BH Interview: Parody King David Zucker Laments Political 'Carol,' Serves up 'Scary' Sequel

BH Interview: Parody King David Zucker Laments Political 'Carol,' Serves up 'Scary' Sequel

David Zucker learned the hard way comedy audiences don’t want a 90-minute lecture. They just want to laugh.

The comedy legend’s An American Carol proved a rare commercial misstep for Zucker, best known for Airplane!, The Naked Gun trilogy and the last two Scary Movie installments.He tells Big Hollywood that Carol, a takedown of both Michael Moore and the left, ended up “too preachy” and didn’t offer enough entertainment.

He’s on more familiar ground with the fifth installment of the Scary Movie franchise, opening April 12, which tweaks the Paranormal Activity films, Black Swan, Inception and Rise of the Planet of the Apes.

Zucker, one of the industry’s few outspoken conservatives, says Scary Movie 5 still needed something extra, a film to focus the plot and “give us a real bad guy horror monster.”Enter Mama, the January horror release featuring a feral beast stalking two young girls and their new parents.
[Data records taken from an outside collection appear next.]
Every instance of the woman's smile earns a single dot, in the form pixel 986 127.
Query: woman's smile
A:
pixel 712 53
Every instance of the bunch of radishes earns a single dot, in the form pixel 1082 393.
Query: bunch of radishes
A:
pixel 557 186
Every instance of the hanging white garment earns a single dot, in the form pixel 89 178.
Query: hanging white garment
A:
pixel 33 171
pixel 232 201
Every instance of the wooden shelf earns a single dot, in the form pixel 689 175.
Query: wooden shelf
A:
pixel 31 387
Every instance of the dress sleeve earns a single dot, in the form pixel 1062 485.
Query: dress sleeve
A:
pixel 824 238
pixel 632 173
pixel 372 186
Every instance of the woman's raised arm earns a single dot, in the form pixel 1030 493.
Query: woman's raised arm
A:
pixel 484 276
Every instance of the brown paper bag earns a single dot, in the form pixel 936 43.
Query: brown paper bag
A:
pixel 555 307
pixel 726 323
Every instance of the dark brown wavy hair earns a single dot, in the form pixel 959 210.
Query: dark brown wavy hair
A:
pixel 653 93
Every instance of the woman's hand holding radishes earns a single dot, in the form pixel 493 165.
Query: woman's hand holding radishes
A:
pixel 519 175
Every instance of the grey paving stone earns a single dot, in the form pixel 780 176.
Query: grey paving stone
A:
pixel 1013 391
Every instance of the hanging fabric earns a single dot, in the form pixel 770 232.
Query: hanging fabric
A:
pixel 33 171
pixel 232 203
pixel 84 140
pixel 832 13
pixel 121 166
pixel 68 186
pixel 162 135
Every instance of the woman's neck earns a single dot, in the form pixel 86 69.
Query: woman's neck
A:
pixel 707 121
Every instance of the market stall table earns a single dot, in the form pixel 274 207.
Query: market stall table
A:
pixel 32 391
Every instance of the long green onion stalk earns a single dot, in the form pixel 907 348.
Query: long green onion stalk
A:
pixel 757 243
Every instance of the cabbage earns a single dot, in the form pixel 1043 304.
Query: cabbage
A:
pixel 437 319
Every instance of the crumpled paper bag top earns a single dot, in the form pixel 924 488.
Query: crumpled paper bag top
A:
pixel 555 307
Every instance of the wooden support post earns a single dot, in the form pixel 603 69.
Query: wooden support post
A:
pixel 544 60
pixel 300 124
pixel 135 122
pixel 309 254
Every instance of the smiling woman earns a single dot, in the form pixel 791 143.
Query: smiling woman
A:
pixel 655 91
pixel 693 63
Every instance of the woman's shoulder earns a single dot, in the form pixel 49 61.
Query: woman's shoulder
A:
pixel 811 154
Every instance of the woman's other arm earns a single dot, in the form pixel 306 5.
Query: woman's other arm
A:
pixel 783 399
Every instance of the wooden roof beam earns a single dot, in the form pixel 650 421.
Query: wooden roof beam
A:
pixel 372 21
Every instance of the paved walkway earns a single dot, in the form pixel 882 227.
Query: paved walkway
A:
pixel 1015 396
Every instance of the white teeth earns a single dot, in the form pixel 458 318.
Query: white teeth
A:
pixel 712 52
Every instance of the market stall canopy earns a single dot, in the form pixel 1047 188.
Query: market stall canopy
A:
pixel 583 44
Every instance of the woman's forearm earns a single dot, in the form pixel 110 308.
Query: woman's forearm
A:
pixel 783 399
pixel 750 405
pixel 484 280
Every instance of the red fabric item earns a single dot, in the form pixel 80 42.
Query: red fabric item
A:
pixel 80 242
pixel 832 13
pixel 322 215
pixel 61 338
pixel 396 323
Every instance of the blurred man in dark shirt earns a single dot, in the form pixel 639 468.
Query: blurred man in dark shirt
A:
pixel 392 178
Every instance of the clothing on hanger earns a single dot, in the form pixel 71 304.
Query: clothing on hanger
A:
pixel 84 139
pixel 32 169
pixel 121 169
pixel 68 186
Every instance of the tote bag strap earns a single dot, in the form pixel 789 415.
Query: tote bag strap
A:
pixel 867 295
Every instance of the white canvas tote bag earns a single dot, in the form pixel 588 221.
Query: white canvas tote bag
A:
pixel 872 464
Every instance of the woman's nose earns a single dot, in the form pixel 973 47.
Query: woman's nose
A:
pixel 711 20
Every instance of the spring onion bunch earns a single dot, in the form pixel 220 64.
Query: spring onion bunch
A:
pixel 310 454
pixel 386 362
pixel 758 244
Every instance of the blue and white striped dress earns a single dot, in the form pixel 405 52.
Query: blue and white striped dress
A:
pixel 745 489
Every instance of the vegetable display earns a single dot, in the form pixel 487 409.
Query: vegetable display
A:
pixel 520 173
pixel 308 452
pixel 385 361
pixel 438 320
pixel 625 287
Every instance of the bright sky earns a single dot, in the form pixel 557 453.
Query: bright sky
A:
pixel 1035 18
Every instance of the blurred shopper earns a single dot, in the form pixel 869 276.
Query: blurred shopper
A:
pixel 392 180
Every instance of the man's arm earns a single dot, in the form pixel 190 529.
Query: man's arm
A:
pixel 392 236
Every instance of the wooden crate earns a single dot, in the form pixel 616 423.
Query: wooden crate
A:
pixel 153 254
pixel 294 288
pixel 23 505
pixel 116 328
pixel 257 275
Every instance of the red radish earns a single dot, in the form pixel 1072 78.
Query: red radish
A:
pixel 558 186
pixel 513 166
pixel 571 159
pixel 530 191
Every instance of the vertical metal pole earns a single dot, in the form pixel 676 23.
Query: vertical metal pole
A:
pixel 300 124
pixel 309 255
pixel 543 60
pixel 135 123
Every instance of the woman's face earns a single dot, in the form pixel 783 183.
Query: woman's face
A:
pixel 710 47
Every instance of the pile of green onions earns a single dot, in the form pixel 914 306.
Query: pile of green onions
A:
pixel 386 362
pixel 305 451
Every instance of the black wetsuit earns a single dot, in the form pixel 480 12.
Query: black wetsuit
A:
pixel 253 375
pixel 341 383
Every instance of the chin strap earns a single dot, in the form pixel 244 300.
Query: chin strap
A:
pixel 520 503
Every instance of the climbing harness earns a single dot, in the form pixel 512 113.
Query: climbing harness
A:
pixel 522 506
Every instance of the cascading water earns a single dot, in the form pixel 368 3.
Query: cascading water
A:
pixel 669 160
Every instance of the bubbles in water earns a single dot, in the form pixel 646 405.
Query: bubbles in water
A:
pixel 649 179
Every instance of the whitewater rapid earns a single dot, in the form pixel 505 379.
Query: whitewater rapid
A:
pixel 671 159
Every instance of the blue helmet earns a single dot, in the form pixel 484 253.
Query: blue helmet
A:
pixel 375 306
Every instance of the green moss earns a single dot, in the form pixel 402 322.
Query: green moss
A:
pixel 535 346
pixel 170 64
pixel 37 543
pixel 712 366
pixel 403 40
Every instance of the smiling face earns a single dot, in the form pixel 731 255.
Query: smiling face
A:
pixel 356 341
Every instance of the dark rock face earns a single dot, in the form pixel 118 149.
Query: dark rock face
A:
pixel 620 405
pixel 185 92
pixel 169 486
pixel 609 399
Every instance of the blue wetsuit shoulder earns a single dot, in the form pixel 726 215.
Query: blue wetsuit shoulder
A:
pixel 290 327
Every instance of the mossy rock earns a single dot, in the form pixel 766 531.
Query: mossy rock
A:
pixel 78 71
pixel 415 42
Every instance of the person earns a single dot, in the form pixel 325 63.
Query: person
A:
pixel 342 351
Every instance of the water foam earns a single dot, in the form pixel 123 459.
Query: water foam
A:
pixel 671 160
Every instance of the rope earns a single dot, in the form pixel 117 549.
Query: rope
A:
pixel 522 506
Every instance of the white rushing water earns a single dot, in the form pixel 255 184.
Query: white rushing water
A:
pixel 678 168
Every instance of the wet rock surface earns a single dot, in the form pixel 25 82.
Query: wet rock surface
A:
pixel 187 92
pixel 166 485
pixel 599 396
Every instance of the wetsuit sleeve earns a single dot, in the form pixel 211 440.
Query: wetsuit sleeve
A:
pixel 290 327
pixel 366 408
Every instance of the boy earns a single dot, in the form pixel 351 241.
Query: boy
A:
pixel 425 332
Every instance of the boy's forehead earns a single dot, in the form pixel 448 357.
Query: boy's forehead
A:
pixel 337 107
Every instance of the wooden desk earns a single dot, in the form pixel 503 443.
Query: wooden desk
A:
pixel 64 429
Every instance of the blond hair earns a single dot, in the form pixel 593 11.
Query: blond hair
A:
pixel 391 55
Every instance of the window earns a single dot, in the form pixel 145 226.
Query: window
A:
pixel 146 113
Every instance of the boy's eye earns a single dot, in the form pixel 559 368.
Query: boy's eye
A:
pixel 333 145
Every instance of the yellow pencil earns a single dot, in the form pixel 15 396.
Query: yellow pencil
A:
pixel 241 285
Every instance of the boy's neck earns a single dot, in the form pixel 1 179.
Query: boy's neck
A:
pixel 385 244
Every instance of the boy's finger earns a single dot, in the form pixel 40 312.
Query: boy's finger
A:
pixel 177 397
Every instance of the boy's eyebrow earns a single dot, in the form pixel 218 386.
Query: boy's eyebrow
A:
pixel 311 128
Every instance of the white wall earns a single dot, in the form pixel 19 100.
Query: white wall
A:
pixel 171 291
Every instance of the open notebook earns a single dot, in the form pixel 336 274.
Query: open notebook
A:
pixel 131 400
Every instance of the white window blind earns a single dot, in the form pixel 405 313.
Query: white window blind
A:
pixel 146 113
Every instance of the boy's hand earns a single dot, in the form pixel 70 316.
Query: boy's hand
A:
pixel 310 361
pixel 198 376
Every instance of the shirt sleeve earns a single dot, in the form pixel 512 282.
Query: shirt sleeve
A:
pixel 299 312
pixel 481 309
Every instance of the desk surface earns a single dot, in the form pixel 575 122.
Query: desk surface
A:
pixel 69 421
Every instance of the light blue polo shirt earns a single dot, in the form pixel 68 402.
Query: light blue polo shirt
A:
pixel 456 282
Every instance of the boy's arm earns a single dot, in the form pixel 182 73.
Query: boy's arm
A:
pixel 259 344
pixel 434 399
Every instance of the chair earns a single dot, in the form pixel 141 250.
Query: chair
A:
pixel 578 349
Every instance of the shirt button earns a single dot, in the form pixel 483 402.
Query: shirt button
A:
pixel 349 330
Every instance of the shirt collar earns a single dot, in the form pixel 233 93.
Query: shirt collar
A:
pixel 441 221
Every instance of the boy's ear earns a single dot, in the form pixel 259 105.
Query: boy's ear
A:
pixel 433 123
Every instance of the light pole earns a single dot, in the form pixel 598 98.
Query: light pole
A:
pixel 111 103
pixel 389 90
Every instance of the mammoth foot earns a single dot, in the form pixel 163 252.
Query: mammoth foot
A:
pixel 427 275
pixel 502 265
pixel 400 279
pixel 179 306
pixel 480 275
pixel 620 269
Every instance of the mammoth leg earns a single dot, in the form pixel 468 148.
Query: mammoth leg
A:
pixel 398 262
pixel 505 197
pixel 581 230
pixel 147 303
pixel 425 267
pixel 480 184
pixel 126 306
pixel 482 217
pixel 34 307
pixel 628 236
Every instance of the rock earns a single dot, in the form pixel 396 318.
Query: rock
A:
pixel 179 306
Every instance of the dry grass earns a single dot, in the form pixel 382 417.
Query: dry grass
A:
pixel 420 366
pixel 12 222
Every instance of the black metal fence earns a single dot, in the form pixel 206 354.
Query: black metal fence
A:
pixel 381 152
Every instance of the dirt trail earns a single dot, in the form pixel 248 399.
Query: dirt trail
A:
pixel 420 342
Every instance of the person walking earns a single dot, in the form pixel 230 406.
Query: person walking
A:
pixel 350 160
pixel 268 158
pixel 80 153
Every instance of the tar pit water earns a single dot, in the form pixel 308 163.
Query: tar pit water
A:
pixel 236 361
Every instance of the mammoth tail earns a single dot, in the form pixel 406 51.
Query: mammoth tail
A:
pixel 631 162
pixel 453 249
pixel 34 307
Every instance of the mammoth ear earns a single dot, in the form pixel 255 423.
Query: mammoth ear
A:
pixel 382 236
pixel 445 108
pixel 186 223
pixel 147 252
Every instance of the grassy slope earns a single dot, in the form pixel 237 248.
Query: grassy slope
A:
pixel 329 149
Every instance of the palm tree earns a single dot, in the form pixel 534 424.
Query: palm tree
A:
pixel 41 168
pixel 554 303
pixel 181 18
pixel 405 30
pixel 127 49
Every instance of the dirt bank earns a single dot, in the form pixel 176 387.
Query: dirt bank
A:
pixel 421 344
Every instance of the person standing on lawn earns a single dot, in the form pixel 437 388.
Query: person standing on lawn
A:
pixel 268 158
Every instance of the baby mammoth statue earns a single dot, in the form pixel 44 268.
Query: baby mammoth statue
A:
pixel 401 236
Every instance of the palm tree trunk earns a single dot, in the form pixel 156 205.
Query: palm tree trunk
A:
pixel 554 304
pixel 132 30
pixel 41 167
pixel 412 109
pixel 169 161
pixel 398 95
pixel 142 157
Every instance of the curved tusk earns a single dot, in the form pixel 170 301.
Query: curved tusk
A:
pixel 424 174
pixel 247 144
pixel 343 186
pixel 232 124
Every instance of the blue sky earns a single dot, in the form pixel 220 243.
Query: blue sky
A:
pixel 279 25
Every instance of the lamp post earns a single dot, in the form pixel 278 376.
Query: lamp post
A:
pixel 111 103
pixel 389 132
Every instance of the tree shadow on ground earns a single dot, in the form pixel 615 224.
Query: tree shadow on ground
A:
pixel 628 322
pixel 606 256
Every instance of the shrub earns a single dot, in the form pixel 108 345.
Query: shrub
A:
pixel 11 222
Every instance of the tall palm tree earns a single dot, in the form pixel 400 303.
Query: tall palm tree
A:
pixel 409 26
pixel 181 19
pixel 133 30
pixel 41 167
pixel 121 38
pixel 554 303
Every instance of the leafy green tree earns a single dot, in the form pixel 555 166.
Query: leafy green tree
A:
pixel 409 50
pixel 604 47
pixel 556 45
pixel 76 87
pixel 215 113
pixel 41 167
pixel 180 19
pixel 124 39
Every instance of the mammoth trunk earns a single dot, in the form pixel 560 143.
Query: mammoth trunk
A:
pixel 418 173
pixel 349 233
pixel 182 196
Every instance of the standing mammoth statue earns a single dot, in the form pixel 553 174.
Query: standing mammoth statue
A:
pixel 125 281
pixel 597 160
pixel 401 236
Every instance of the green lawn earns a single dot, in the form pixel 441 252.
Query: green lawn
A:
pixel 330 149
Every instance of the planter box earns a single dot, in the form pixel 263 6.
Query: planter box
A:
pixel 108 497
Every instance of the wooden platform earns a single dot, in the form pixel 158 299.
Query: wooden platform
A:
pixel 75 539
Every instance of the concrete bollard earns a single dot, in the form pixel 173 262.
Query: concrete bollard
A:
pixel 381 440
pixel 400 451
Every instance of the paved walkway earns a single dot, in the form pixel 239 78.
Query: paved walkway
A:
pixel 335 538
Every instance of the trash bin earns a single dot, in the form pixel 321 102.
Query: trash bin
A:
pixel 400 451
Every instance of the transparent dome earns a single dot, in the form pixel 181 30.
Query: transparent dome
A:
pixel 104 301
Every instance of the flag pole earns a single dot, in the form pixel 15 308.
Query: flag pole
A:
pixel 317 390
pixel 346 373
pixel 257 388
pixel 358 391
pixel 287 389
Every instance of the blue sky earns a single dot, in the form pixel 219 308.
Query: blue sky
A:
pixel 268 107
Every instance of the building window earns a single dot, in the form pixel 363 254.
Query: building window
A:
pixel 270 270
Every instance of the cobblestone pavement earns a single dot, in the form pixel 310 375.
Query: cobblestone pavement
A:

Scary Movie 5 follows a distressed couple (Simon Rex, Ashley Tisdale) who seek professional help when they fear their house is haunted. Tabloid darlings Charlie Sheen and Lindsay Lohan have cameos in the film, which also stars Katt Williams, Terry Crews and Jerry O’Connell.

Zucker credits casting Tisdale to his 10-year-old daughter, who suggested the beautiful actress while watching her in High School Musical.

“I started to think of a reason why not, and I said, ‘why not?'” he recalls, citing Tisdale’s tenure in the musical series as well as her work in several sitcoms.Of course, sitcom acting is hardly the best preparation for a Zucker film. His brand of parody demands actors play it straight–think Leslie Nielsen’s sober performance in Airplane! as the perfect Zucker template.

Zucker served as Scary Movie 5‘s producer, but his fingerprints are all over the production.

“[Director] Malcolm [Lee] had never done a comedy like this before, and I was there every day on the set, every minute, guiding things,” he says. Parody is a lot more technically complicated than it looks, he says.

“The secret is not to be seduced by the sheer number of movies to be spoofed,” he explains. “It always comes back to making a movie that has characters with a clear arc and structure.”

That said, “you’re only as good as the movies you spoof,” he adds.

Zucker likely won’t be revisiting An American Carol, but he has no qualms using his art in the political arena again. He mercilessly mocked former Secretary of State Madeleine Albright for her appeasement stance toward North Korea and later poked fun at Democratic Sen. Barbara Boxer for her infamous, “call me Senator” admonition.

“I loved the commercials. I can concentrate on those,” he says. “The left doesn’t have a sense of humor about themselves, and the right doesn’t go to movies.”